Friday, May 7, 2010

Your Mother Is An Alien, a #fridayflash story

Murphy didn’t realize the guy at the end of the bar was an alien until he tried to flag him. The guy had been drinking for hours and was pretty scuppered at this point, but when Murphy said, “You’ve had enough, pal,” he suddenly found himself standing knee deep in a Cretaceous swamp, with the largest crocodile he’d ever seen staring at him from 50 feet away. He took a step back, then heard a thunderous roar behind him and turned to see a Tyrannosaurus Rex’s head above the treetops, heading this way fast. He probably would have been the T. Rex’s breakfast if the alien hadn’t zapped him back to the bar just in time.

“Bloody hell!” Murphy said, holding on to the bar for dear life.

“Is that what I have to do to get another drink?” the alien said.

“N-no,” Murphy said. “Not at all. Coming right up.” He mixed another one of those fruity drinks the alien was drinking, put a little pink umbrella in it, and gave it to him.

It was almost closing time, and the only people left in the bar were the alien and Sal “Boom Boom” Putzinato, who’d come to break Murphy’s kneecaps for not paying the weekly protection fee the Marsala Family imposed on all the businesses in the neighborhood. Boom Boom was not as big as a T. Rex, but he was just as scary. Right now he was sitting at a table cracking his very large knuckles and staring at Murphy.

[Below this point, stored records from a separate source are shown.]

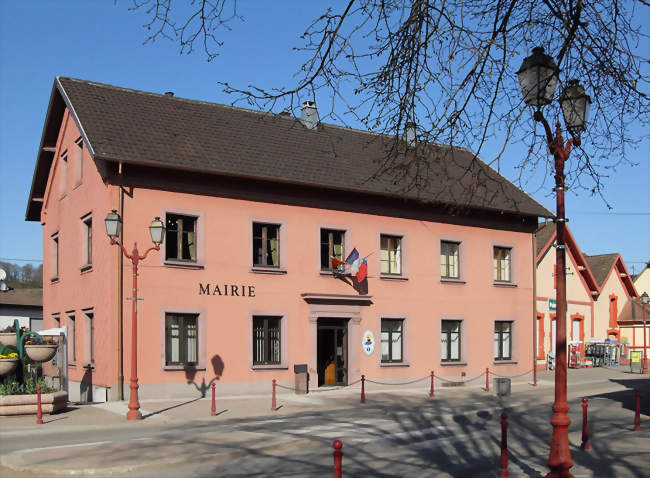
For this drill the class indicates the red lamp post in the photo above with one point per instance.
(644, 303)
(538, 77)
(113, 227)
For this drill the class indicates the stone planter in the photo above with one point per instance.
(41, 352)
(8, 338)
(8, 366)
(27, 404)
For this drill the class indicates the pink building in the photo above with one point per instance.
(258, 209)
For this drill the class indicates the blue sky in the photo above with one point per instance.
(102, 41)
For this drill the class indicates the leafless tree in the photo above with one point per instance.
(450, 67)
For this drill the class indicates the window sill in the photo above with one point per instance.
(453, 364)
(267, 270)
(393, 277)
(181, 368)
(270, 367)
(183, 265)
(504, 284)
(445, 280)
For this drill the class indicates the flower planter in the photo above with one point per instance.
(41, 353)
(8, 366)
(28, 404)
(8, 338)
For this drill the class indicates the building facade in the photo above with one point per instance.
(260, 211)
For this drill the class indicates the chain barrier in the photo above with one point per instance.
(400, 383)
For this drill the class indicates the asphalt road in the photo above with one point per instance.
(405, 435)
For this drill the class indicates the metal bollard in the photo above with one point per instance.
(338, 458)
(273, 406)
(39, 409)
(585, 427)
(213, 411)
(504, 446)
(637, 413)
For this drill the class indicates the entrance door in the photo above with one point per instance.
(332, 353)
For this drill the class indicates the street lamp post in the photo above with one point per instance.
(644, 302)
(113, 223)
(538, 78)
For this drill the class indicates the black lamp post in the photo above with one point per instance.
(538, 78)
(157, 230)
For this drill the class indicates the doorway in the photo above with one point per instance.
(332, 351)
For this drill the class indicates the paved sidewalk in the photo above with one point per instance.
(108, 455)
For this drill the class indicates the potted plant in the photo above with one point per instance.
(8, 363)
(39, 351)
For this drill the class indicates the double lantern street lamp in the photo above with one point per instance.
(538, 78)
(157, 230)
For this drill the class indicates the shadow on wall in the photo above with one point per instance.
(217, 367)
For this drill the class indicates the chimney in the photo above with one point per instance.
(410, 133)
(309, 115)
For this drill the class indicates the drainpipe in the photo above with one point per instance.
(120, 298)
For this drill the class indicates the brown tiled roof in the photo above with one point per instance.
(32, 297)
(132, 126)
(600, 266)
(545, 231)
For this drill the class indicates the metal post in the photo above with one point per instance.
(504, 446)
(214, 407)
(39, 410)
(273, 407)
(637, 413)
(338, 458)
(585, 427)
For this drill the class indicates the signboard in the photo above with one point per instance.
(368, 342)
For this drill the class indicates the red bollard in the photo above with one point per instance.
(39, 410)
(214, 408)
(504, 446)
(585, 427)
(273, 407)
(637, 414)
(338, 458)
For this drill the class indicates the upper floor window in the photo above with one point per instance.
(391, 340)
(332, 244)
(449, 260)
(78, 159)
(501, 262)
(391, 254)
(181, 339)
(266, 340)
(180, 237)
(502, 340)
(450, 340)
(266, 244)
(88, 240)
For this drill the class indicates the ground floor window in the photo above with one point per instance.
(450, 341)
(181, 339)
(502, 340)
(391, 340)
(266, 340)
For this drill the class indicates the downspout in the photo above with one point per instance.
(120, 295)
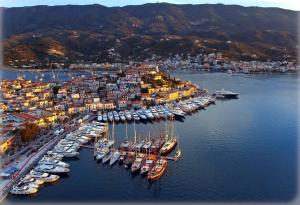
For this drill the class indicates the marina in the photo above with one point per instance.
(192, 170)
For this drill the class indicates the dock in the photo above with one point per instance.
(87, 146)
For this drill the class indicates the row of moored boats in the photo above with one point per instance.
(48, 169)
(169, 110)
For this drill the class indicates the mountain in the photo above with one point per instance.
(98, 33)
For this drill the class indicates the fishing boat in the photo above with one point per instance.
(128, 115)
(130, 157)
(158, 169)
(114, 158)
(107, 157)
(137, 164)
(100, 118)
(178, 152)
(122, 157)
(23, 189)
(149, 163)
(178, 112)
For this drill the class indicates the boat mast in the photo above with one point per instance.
(113, 131)
(134, 132)
(166, 130)
(173, 128)
(126, 130)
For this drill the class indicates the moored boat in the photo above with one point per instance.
(158, 169)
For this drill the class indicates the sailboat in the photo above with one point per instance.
(158, 169)
(115, 154)
(126, 143)
(170, 144)
(178, 152)
(104, 144)
(150, 161)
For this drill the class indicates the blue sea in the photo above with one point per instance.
(237, 150)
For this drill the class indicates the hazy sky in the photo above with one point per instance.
(288, 4)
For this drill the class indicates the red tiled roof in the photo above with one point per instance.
(26, 116)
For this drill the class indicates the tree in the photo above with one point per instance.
(29, 132)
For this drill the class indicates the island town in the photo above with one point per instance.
(43, 122)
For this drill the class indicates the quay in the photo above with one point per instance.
(35, 157)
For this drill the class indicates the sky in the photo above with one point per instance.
(287, 4)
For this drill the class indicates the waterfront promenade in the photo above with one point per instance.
(26, 163)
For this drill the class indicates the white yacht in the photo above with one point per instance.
(23, 190)
(54, 162)
(48, 178)
(51, 169)
(114, 157)
(101, 153)
(31, 180)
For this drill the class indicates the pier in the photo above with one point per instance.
(34, 158)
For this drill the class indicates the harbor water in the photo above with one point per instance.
(237, 150)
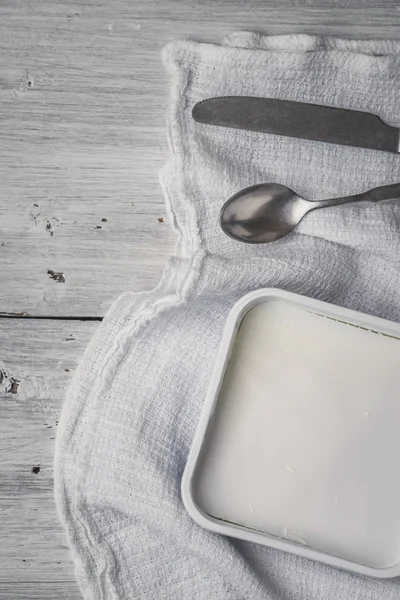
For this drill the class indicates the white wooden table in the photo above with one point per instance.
(83, 95)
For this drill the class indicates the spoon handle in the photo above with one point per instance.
(379, 194)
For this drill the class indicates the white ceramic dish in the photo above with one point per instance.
(297, 447)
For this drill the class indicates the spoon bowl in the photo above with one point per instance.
(269, 211)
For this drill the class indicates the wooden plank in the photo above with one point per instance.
(83, 96)
(37, 362)
(63, 590)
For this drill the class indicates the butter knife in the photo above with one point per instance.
(299, 120)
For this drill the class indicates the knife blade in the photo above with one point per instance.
(299, 120)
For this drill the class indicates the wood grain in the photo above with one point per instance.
(41, 357)
(82, 138)
(83, 95)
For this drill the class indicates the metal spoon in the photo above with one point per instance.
(269, 211)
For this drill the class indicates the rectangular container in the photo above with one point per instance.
(368, 509)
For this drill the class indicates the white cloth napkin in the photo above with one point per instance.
(132, 409)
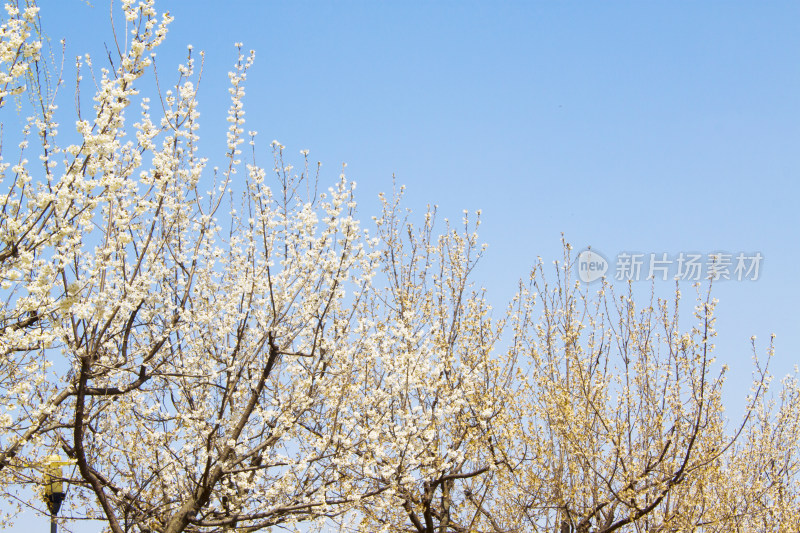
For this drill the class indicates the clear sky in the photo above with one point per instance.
(631, 127)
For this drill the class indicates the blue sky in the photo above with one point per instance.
(640, 127)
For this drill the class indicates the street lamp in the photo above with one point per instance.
(54, 486)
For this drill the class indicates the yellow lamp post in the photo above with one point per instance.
(53, 480)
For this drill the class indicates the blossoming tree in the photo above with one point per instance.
(227, 349)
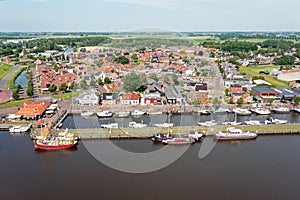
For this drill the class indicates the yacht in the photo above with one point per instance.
(221, 111)
(270, 120)
(252, 122)
(87, 113)
(262, 111)
(281, 110)
(235, 134)
(241, 111)
(137, 113)
(122, 114)
(204, 112)
(164, 125)
(136, 125)
(110, 125)
(179, 139)
(105, 114)
(208, 123)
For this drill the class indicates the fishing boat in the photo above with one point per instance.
(48, 141)
(122, 114)
(204, 112)
(235, 134)
(137, 113)
(164, 125)
(262, 111)
(136, 125)
(241, 111)
(252, 122)
(221, 111)
(154, 113)
(179, 139)
(281, 110)
(86, 113)
(208, 123)
(105, 114)
(110, 125)
(271, 120)
(297, 110)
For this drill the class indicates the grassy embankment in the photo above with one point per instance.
(66, 96)
(5, 69)
(254, 71)
(10, 83)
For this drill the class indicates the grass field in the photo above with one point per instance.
(66, 96)
(5, 69)
(254, 71)
(14, 103)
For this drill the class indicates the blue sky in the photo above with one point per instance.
(126, 15)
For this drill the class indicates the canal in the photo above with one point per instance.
(265, 168)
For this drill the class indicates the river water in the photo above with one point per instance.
(265, 168)
(76, 121)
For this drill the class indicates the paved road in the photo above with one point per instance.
(5, 78)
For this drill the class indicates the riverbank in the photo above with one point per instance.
(147, 132)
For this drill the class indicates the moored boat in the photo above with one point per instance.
(105, 114)
(281, 110)
(235, 134)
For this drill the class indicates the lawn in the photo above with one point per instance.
(5, 69)
(254, 71)
(66, 96)
(14, 103)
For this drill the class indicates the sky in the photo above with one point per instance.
(128, 15)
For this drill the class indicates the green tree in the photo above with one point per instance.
(92, 82)
(132, 82)
(107, 80)
(134, 57)
(175, 79)
(240, 101)
(73, 85)
(153, 76)
(100, 82)
(52, 88)
(83, 84)
(63, 87)
(297, 100)
(167, 79)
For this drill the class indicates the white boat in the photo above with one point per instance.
(136, 125)
(15, 129)
(87, 113)
(179, 139)
(271, 120)
(208, 123)
(105, 114)
(262, 111)
(241, 111)
(122, 114)
(252, 122)
(235, 134)
(154, 113)
(164, 125)
(221, 111)
(297, 110)
(137, 113)
(110, 125)
(204, 112)
(281, 110)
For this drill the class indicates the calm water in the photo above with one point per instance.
(184, 120)
(22, 80)
(266, 168)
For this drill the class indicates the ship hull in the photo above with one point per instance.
(53, 147)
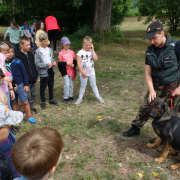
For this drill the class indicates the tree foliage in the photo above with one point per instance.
(166, 11)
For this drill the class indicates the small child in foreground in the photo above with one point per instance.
(37, 153)
(85, 62)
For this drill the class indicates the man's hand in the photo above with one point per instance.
(26, 88)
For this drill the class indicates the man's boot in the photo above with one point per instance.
(132, 132)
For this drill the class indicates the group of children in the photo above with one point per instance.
(32, 159)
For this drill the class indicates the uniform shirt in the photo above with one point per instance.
(67, 57)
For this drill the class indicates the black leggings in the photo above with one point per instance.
(53, 35)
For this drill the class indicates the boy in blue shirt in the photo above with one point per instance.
(21, 79)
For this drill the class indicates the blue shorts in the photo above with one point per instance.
(21, 94)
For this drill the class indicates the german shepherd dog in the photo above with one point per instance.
(166, 125)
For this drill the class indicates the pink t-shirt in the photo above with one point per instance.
(67, 57)
(4, 85)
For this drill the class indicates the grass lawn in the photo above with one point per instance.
(92, 133)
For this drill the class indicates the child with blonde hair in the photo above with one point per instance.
(7, 139)
(85, 61)
(14, 33)
(66, 66)
(37, 153)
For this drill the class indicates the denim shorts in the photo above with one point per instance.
(21, 94)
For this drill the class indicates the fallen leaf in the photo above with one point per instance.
(155, 174)
(140, 175)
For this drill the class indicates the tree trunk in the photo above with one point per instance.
(102, 16)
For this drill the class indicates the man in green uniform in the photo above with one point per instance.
(162, 73)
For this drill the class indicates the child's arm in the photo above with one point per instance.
(95, 57)
(4, 133)
(84, 75)
(24, 76)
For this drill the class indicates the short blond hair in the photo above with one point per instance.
(87, 39)
(4, 47)
(36, 152)
(3, 98)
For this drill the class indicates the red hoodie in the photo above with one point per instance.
(51, 23)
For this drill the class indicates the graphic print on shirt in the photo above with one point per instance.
(87, 61)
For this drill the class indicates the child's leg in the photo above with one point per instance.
(92, 80)
(71, 85)
(26, 108)
(32, 94)
(66, 86)
(8, 102)
(51, 84)
(43, 84)
(83, 86)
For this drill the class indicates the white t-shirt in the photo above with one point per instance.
(87, 62)
(46, 55)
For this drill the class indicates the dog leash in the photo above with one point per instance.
(171, 98)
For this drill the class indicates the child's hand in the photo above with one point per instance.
(84, 75)
(8, 79)
(50, 65)
(12, 95)
(26, 88)
(54, 63)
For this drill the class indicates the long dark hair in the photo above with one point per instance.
(38, 25)
(13, 21)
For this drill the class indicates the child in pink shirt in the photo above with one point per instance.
(67, 59)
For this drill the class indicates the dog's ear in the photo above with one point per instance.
(168, 95)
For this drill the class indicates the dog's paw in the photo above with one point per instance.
(149, 145)
(159, 160)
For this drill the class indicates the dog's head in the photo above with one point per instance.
(158, 107)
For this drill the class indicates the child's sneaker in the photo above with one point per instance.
(32, 120)
(43, 105)
(79, 101)
(34, 111)
(66, 101)
(100, 100)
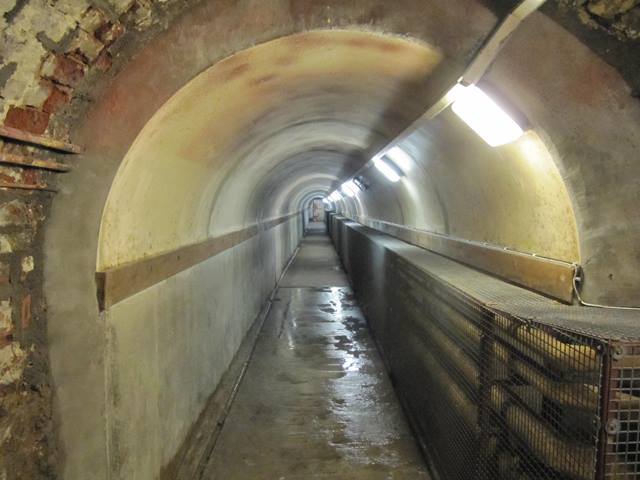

The alien wasn’t slurring its words or anything -- actually, it wasn’t speaking at all, it was doing some kind of thought transference -- but the way Murphy knew it had had too much to drink was that it was losing its ability to cloak its true form. When it came in the bar it had looked like a middle-aged UPS driver with a potbelly. Now it looked more like a giant yellow squid with a pink mouth and green eyes. The mouth functioned like a straw, so the alien was able to drain its drink in seconds and demand another one. It had run up a huge bar tab, but at this point Murphy didn’t care about collecting the money.

“My mother was a saint,” the alien said. “I haven’t seen her in ten thousand of your years. I was a terrible reproductive unit for her.”

“Don’t beat yourself up about it,” Murphy said. “Everybody disappoints their mother.”

“You’re a good Earth person,” the alien said. “You made me feel better.”

“Don’t mention it,” Murphy said. “Here’s another drink, on the house. Why don’t you call home? I’m sure your Mom would love to hear from you.”

“Do you think so? I haven’t done a mind meld in centuries. I don’t think my maternal unit  would remember me.”

“Of course she would,” Murphy said. “Mothers never forget their children.”

“She had four thousand of us.”

“Oh.” Murphy reflected on that for a second. “Well, do it anyway. I’m sure she’ll be able to form at least a vague picture of who you are.”

“Okay.” The alien went into a sort of suspended animation for several minutes, during which it was so still it seemed to be in a coma.

When it came to, it said: “She was glad to hear from me. And she did remember me! Thank you, Earth person, for making me do that. I feel better. What can I do to repay you?”

“Nothing,” Murphy said.

“No, really.”


“I insist! It is part of our culture that we must pay back every good deed. If we are not allowed to do that, we must kill the creature who befriended us.”

“Well, under those circumstances,” Murphy said. He didn’t want to go back to the Cretaceous. “You know that thing you did to me before? Where I went back in time?”


“Could you do that to someone else?” he nodded in the direction of Boom Boom.

“Of course. It is no problem at all.”

And that was how Boom Boom Putzinato, and later the entire Marsala crime family, disappeared, never to be seen again.

Murphy wondered how fast they could run from a T. Rex in those expensive leather shoes they favored.